In the oligoanuric stage of acute renal failure, the hemodynamic factor does not play a dominant role. When renal damage has already occurred, attempts to increase renal blood flow do not significantly increase the SCF and do not improve the course of acute renal failure.

Due to significant damage to the reabsorption capacity of nephrons, changes in the normal corticomedullary osmotic gradient in conditions of reduced filtration rate, an increase in fractional or absolute excretion of water occurs. All of the above mechanisms explain the development of the polyuric stage of acute renal failure.

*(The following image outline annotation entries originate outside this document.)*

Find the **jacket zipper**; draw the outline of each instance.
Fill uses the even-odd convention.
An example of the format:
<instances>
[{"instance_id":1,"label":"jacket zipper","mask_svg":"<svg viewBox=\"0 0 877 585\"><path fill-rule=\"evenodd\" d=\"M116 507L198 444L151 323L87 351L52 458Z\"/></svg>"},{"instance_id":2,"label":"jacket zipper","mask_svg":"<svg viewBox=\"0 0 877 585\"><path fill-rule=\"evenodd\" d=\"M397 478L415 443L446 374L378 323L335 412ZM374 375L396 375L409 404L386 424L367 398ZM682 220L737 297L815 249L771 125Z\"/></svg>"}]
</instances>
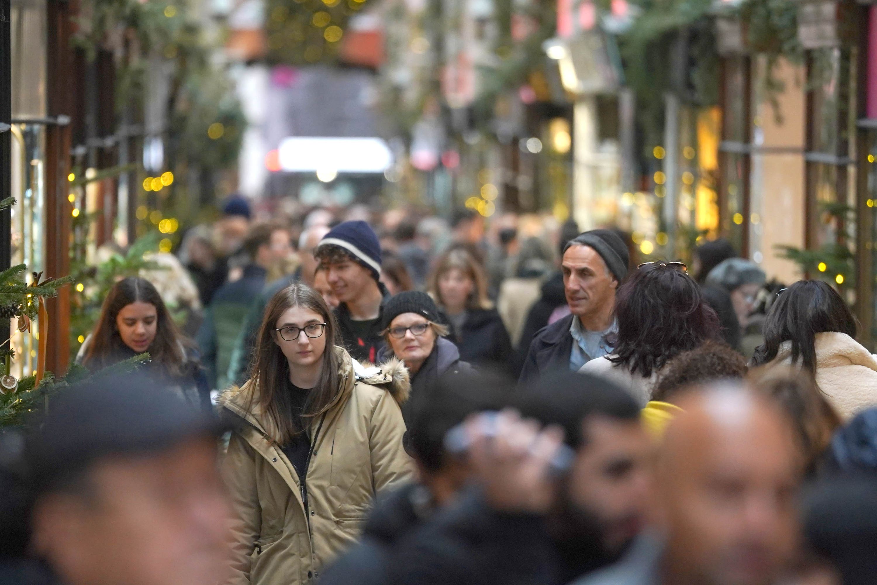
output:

In the recovery stage, the role of the hemodynamic factor again comes to the fore. Increased renal blood flow simultaneously increases the SCF and increases diuresis. The duration of the recovery stage is determined by the residual mass of active nephrons. The rate of kidney recovery is directly dependent on renal blood flow in the recovery phase.

Pathological changes in acute renal failure in most cases are limited to varying degrees of dystrophic changes in the nephron. Timely use at the present stage of conservative methods of detoxification, renal replacement therapy allows us to treat the syndrome of acute renal failure as a reversible condition.